Hello, We are collaborating on a project (we met at your workshops), and have some basic questions on GMM. We have BMI measurements at 10 unequal time points (ages 13, 14, 15, 16, 21, 27, 29, 32, 36, 42). Our end goal is to examine different growth trajectories of BMI using GMM. We decided to start with LGM. Is this correct? Here are our steps so far: 1. Basic LGM resulted in poor fit I S | bmi1@0 bmi2@1 bmi3@2 bmi4@3 bmi5@8 bmi6@14 bmi7@16 bmi8@19 bmi9@23 bmi10@29; 2. We freed various slope parameters to estimate, and still had poor fit 3. We decided to try a 3-part piecewise LGM model, and this was a good fit I1 S1 | bmi1@0 bmi2@1 bmi3@2 bmi4@3; I2 S2 | bmi5@8 bmi6@14 bmi7@16; I3 S3 | bmi8@19 bmi9@23 bmi10@29; We have significant amount of variance for the slopes and intercepts, so we assume that GMM may be justified. Is that correct? Thank you, Trynke Hoekstra and Celestina Barbosa-Leiker.

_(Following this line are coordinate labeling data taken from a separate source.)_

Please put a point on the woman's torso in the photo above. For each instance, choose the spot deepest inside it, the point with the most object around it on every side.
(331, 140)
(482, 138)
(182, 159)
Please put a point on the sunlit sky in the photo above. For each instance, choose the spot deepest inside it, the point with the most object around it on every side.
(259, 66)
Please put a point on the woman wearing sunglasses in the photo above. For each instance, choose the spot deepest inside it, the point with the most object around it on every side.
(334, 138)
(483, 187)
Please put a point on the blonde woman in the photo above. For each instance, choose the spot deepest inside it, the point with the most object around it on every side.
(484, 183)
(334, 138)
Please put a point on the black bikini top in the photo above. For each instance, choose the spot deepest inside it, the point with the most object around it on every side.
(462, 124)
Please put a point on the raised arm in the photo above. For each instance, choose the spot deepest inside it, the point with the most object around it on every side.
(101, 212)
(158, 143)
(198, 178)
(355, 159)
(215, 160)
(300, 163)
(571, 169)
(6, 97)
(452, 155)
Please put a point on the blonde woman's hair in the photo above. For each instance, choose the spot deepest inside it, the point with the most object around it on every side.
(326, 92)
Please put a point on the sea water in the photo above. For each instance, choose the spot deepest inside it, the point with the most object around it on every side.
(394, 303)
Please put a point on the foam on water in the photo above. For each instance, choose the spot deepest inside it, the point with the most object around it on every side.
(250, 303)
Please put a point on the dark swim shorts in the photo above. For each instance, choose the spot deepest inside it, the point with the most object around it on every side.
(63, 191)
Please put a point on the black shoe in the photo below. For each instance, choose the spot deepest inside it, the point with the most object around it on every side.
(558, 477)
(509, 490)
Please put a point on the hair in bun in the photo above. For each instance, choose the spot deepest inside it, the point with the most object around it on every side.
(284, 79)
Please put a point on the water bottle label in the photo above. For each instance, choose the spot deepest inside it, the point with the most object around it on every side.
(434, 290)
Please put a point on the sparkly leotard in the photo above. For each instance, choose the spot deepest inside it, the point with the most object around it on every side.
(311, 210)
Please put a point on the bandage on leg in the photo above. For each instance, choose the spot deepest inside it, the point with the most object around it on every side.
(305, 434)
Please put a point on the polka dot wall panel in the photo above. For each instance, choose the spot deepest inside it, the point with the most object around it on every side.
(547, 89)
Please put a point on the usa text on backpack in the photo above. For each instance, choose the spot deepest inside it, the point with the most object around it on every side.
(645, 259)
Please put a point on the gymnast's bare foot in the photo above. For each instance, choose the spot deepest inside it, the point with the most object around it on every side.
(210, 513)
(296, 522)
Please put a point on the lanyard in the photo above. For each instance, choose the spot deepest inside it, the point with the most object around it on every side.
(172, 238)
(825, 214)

You do not have your piecewise growth model specified correctly. You should have only one intercept growth factor and the time scores should be specified for all outcomes with the time scores for each piece reflecting the part of the model that piece represents. See Example 6.11.
Significant variance for the growth factors is a necessary but not sufficient condition for GMM. The variance does not however imply unobserved heterogeneity.